# SURGE Demo

Here, we simulate some data eQTL data (where the eQTL effect sizes change as function context) and assess SURGE's ability to re-capture the uknown contexts.

This notebook should also provide an example of how SURGE can be easily run within python.

In [1]:
import numpy as np
import surge.surge_inference
import matplotlib.pyplot as plt
import seaborn as sns
from sklearn.linear_model import LinearRegression

## Simulate some data

To assess SURGE's ability to accurately capture contexts underlying context-specific eQTLs, we perform the following simulation experiment:

We randomly generated genotype and expression matrices across $T$ variant-gene-pairs and $N$ RNA samples.

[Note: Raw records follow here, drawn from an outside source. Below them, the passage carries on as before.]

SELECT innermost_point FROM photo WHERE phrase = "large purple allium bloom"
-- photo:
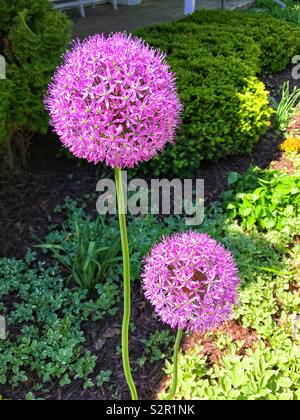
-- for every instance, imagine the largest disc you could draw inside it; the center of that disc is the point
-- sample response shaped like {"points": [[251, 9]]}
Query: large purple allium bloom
{"points": [[191, 280], [114, 100]]}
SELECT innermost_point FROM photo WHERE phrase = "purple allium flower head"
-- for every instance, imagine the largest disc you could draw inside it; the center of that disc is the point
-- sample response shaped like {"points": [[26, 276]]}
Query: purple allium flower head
{"points": [[114, 100], [191, 280]]}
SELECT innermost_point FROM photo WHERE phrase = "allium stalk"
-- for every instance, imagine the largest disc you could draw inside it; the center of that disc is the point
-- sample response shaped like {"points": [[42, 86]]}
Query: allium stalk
{"points": [[114, 100], [127, 287], [173, 388]]}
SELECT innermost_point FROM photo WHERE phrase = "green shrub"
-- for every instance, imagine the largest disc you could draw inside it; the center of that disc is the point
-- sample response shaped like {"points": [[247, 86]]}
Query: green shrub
{"points": [[291, 13], [278, 40], [265, 200], [217, 57], [32, 39]]}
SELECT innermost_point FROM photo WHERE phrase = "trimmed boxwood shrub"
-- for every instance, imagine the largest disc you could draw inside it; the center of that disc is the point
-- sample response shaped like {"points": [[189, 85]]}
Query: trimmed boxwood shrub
{"points": [[218, 57], [32, 39]]}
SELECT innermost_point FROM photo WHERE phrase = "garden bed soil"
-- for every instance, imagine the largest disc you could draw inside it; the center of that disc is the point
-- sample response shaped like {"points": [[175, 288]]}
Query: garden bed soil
{"points": [[28, 201]]}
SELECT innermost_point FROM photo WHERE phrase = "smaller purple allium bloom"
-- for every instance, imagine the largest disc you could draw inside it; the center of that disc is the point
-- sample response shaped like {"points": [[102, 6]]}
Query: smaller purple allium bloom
{"points": [[114, 100], [192, 281]]}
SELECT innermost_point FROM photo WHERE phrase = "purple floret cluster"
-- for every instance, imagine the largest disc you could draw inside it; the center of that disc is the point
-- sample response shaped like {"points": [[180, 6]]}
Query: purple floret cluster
{"points": [[192, 281], [114, 100]]}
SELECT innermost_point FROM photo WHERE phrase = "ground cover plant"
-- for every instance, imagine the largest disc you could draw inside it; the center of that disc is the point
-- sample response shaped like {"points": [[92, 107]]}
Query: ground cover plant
{"points": [[218, 57]]}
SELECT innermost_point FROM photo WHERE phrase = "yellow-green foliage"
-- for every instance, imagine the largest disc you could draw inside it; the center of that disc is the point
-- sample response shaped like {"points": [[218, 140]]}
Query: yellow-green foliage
{"points": [[217, 57]]}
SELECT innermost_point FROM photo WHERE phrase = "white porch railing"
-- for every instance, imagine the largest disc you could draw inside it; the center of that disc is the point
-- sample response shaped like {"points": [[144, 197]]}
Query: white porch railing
{"points": [[63, 4]]}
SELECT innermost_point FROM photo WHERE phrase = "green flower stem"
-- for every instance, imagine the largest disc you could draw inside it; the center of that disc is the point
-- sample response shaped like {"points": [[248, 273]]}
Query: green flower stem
{"points": [[175, 365], [127, 297]]}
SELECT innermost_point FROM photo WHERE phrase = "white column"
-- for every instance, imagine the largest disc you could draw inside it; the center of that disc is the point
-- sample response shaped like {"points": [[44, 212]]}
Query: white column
{"points": [[189, 6]]}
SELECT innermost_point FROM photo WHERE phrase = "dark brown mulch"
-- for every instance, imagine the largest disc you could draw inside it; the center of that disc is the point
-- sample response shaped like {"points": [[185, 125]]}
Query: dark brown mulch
{"points": [[27, 201], [102, 340]]}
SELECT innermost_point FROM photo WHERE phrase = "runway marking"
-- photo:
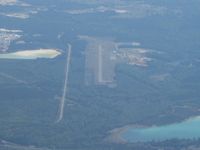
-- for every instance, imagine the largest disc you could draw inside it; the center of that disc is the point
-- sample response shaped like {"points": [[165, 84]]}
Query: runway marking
{"points": [[63, 98]]}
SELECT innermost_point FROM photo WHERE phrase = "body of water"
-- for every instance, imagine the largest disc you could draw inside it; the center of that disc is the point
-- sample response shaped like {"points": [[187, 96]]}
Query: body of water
{"points": [[189, 129]]}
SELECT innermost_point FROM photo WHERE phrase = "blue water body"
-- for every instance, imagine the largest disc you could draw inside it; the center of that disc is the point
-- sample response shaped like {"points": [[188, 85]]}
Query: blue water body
{"points": [[189, 129]]}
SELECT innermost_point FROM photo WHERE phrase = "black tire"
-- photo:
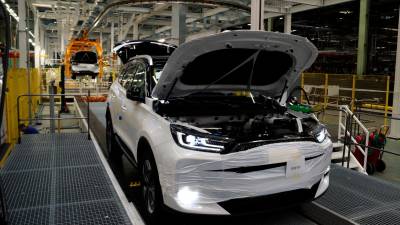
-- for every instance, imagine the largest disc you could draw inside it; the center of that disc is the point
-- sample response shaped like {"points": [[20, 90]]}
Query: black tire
{"points": [[380, 165], [113, 149], [370, 168], [150, 188]]}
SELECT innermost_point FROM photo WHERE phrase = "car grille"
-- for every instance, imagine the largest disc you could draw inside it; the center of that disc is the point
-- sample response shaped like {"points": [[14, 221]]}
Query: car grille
{"points": [[270, 202], [239, 147]]}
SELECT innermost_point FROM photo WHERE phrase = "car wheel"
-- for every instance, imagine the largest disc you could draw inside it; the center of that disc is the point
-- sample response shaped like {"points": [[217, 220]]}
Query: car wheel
{"points": [[151, 189], [113, 149]]}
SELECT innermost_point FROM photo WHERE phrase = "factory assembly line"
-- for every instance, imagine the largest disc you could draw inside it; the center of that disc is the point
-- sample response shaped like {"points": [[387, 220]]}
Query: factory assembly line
{"points": [[208, 119]]}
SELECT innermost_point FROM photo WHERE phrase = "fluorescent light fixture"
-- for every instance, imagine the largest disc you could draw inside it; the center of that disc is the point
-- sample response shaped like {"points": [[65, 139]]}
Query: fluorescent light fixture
{"points": [[42, 5]]}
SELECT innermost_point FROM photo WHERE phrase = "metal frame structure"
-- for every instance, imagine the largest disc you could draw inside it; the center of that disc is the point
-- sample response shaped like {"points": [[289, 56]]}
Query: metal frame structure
{"points": [[83, 44]]}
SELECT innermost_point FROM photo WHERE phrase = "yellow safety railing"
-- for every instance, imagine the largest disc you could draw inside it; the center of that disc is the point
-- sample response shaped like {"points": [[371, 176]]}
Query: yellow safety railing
{"points": [[367, 92], [17, 84]]}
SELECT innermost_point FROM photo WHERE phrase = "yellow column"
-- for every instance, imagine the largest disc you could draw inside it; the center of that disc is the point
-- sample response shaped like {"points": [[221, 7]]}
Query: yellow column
{"points": [[353, 93], [387, 99]]}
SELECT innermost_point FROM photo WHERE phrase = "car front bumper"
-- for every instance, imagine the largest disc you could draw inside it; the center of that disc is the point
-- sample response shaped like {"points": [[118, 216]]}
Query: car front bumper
{"points": [[207, 183]]}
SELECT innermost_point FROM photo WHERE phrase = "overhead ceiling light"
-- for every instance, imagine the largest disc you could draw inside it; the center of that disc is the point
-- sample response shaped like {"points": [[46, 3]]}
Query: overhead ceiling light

For each simulated variant-gene pair, we simulated the genotype vector ($G$) across the $N$ samples according to the following probability distributions:

$af_n \sim Uniform(.1,.9)$

$G_n \sim Binomial(2, af_n)$

Then we standardized genotype to have mean 0 and variance 1. We call the standardized genotype in the nth sample $G^*_n$

Next, we simulated the expression vector (y) across the $N$ samples using the following probability distributions (conditional on the simulated standardized genotype):

$y_n \sim N(\mu + \beta G^*_n +\sum_k G^*_n *U_{nk} V_k \theta_k, 1)$

$\mu \sim N(0,1)$

$\beta \sim N(0,1)$

$U_{nk} \sim N(0,1)$

$V_k \sim N(0, \gamma)$

$\theta_k \sim Bernoulli(p)$



This simulation, therefor, evaluates SURGE's ability to re-capture the simulated latent contexts (U) as a function of the simulation hyper-parameters:
- The number of latent contexts (K; num_components)
- The sample size (N; num_samples)
- The strength of the interaction terms ($\gamma$, t_statistic)
- The fraction of tests that are context-specific eQTLs for a particular context ($p$; missingness_fraction)




In [2]:
# Generate genotype vector for a particular snp
def get_genotype_vec(num_samples, af):
    allele1 = np.random.binomial(n=1, p=af,size=num_samples)
    allele2 = np.random.binomial(n=1, p=af,size=num_samples)
    genotype_vec = allele1 + allele2
    return genotype_vec


def standardize_variance_ratio_between_expression_and_genotype(Y, G):
    num_tests = Y.shape[1]
    for test_num in range(num_tests):
        test_sdev = np.std(Y[:, test_num]/G[:,test_num])
        G[:, test_num] = G[:, test_num]*test_sdev
    G = G/np.std(G)
    return G

# Generate gene expression data (Y), and genotype data (G)
def generate_eqtl_factorization_data_with_no_sample_repeat(num_samples, num_tests, num_components, t_statistic, missingness_fraction):
    # Simulate genotype
    G = np.zeros((num_samples, num_tests))
    G_raw = np.zeros((num_samples, num_tests))
    for test_num in range(num_tests):
        af = np.random.uniform(.1,.9)
        # Get genotype for this particular snp
        genotype_vec = get_genotype_vec(num_samples, af)
        G_raw[:, test_num] = genotype_vec
        # Standardized genotype
        G[:, test_num] = (genotype_vec - np.mean(genotype_vec))/np.std(genotype_vec)

    # Simulate U
    U = np.random.standard_normal(size=(num_samples, num_components))
    for component_num in range(num_components):
        U[:, component_num] = (U[:, component_num] - np.mean(U[:, component_num]))/np.std(U[:, component_num])
    
    # Simulate V
    V = np.random.normal(loc=0.0, scale=t_statistic, size=(num_components, num_tests))
    # Add missingness to V
    for test_num in range(num_tests):
        for component_num in range(num_components):
            V[component_num, test_num] = V[component_num, test_num]*np.random.binomial(n=1,p=missingness_fraction)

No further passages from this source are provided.